What is Financial Therapy? Find a financial therapist near you

When you need professional help in managing your financial life, you have a number of options. Financial therapy is one tool that is often overlooked. The therapist will work as your accountability partner to keep you focused on achieving your goals. They deal with the emotional aspects of money, saving, investing through the ups and downs of the stock market. They also help people stop unhealthy financial habits, including gambling or online shopping, or get over their fears of their personal finances. Find a financial therapist near you below and learn more on how they can help.

Financial therapy is more focused on the logical approach to money and taking emotions out of it. The professional therapist tries to help identify as well as address the emotional aspects of personal finance.

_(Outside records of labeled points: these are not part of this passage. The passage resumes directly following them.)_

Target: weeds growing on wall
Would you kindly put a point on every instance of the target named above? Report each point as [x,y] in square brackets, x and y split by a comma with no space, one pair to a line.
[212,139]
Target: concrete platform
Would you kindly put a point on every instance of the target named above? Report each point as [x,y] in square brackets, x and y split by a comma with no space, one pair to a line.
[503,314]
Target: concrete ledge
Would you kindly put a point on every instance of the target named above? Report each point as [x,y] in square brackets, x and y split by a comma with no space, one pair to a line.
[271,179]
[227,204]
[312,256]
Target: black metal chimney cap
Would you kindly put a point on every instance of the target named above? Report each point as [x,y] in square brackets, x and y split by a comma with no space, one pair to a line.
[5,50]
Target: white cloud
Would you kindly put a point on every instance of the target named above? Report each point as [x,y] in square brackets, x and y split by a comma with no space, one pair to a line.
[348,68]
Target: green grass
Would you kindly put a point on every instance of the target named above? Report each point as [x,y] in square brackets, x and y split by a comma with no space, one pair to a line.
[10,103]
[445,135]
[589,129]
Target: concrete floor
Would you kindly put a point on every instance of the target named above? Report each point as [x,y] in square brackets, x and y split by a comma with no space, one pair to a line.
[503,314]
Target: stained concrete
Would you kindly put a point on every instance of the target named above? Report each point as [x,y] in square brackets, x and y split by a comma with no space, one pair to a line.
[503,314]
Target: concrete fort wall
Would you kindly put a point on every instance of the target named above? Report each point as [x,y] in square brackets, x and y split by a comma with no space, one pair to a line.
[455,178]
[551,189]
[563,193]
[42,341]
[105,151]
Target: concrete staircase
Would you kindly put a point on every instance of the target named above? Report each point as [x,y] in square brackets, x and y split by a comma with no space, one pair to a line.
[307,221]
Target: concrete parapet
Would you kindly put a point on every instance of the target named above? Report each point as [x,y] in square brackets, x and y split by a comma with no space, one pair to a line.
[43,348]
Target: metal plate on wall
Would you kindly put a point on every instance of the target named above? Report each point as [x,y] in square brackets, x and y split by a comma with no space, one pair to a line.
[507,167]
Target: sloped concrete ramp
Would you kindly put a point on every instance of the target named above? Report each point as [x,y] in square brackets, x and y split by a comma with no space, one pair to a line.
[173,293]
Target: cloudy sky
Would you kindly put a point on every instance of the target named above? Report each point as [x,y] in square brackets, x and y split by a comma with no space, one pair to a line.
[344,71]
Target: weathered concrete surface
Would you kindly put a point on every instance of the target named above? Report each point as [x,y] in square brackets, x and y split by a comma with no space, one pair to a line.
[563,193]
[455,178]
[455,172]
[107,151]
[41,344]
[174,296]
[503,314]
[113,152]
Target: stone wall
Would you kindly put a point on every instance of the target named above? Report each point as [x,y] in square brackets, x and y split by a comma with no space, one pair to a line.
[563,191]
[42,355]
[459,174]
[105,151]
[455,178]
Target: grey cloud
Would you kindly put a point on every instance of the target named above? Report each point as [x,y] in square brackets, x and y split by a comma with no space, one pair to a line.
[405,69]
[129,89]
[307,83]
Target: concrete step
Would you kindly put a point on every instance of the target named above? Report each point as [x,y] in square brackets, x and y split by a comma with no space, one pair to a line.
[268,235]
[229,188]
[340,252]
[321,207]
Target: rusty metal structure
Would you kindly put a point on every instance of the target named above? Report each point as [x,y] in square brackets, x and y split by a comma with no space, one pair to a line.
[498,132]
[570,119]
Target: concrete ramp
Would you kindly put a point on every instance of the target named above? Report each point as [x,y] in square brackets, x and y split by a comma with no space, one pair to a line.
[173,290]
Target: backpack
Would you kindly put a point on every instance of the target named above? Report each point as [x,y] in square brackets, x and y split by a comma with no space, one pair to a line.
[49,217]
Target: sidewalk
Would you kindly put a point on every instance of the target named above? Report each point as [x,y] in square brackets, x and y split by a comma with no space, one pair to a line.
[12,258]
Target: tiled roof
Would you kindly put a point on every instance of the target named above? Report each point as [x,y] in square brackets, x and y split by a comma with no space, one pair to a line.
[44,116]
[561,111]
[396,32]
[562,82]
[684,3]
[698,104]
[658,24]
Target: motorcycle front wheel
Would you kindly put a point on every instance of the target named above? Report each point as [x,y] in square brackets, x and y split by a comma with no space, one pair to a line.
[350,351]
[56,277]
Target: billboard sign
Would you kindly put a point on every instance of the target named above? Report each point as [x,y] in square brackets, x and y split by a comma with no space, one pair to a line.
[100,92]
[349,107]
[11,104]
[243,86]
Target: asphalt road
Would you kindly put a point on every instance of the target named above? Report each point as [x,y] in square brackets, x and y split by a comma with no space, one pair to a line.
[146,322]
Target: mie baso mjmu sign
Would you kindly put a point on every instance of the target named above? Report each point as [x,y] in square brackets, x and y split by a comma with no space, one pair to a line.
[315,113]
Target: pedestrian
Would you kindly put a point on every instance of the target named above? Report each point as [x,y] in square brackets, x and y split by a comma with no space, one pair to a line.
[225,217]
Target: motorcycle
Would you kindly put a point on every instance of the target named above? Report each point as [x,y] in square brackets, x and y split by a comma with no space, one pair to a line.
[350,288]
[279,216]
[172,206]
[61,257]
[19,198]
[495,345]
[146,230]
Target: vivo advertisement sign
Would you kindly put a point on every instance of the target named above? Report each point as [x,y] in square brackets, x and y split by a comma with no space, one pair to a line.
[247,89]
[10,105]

As money can and often does bring stress, anxiety, jealousy, fear of missing out, regret, relationship troubles and other challenges to life. There is unquestionably an emotional aspect of financial literacy as well as finances and really everything having to do with money – therapy assists with that.

You can try financial planning, financial coaching, or credit counseling and maybe have some success with each of those approaches. Financial therapy is the most recent addition to the list. It’s been around since the year 2008 when a group of mental health professionals as well as financial planning experts put their expertise together to offer financial literacy as well as personal finance help of a new kind.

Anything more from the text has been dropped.